Being in that world and around all those “perceived” investment guru’s helped me see that no one had the market truly figured out, and in my opinion, still don’t. You will always find portfolio managers that generate above market returns for a while, then something changes and they revert back to the mean. Most people jump on board when the good performance numbers start to show up in the 3rd and 5th year rankings, but that is usually about the time that funds begin to fall back to mediocre, or even worse, fall like a rock.

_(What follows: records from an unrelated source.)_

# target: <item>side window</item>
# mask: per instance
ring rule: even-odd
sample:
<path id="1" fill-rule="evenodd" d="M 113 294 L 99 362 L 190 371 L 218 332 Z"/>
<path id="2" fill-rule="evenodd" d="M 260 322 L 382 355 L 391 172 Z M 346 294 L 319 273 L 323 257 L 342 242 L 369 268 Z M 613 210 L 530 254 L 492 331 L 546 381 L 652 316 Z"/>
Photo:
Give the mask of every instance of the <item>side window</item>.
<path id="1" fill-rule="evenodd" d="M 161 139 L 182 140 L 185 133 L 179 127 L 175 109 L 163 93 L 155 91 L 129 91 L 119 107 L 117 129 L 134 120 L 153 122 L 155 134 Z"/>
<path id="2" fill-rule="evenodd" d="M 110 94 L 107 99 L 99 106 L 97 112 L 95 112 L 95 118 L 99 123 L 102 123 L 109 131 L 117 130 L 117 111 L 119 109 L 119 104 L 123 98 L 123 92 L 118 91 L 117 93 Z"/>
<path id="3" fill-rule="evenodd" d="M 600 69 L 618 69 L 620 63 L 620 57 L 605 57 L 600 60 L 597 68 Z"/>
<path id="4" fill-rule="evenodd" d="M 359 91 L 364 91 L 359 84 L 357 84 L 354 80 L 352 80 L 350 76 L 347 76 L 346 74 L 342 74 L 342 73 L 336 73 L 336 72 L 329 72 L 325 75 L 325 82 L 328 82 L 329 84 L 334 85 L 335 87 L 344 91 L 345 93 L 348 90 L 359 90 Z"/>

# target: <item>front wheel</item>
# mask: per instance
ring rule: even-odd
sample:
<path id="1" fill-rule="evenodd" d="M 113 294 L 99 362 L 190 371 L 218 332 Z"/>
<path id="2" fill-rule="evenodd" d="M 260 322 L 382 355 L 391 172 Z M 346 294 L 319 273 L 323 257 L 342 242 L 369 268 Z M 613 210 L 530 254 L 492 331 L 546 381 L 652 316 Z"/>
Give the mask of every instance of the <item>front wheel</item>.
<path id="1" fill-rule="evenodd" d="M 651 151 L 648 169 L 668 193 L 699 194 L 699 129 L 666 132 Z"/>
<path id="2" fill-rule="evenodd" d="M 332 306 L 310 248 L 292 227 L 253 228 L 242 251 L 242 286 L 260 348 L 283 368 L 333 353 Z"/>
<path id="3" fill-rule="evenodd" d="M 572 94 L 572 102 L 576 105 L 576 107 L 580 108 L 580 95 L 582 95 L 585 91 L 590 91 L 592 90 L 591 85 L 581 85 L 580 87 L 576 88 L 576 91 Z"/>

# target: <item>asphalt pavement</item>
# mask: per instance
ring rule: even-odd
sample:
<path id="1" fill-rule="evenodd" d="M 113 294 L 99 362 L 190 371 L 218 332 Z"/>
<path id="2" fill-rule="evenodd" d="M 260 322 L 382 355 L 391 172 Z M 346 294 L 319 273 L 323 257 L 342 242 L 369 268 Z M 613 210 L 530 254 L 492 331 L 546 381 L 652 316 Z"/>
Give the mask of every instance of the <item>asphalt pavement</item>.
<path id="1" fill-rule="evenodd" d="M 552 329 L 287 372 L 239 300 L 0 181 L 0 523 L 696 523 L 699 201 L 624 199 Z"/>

Given my observations, I’ve chosen to invest in index funds with the lowest expense ratios, or not invest in the market at all. I read a great book a few years back that provided the numbers to support this theory, and even directed how to invest in the index funds and diversify between cash, bonds, international, large and small stocks. It’s called “The Smartest Investment Book You’ll Ever Read”, and if you’re going to invest in stocks or mutual funds, I fully agree with the title. If will provide you with a simple and easy to follow process.

If you read this and think, “Well Greg, what about Warren Buffett? He has blown away the market for over 40 years?” My response is, Warren Buffettis not stock market investing. He buys meaningful interest in business that his company either controls or advises on finance to help steer success. This is running businesses, not stock market investing.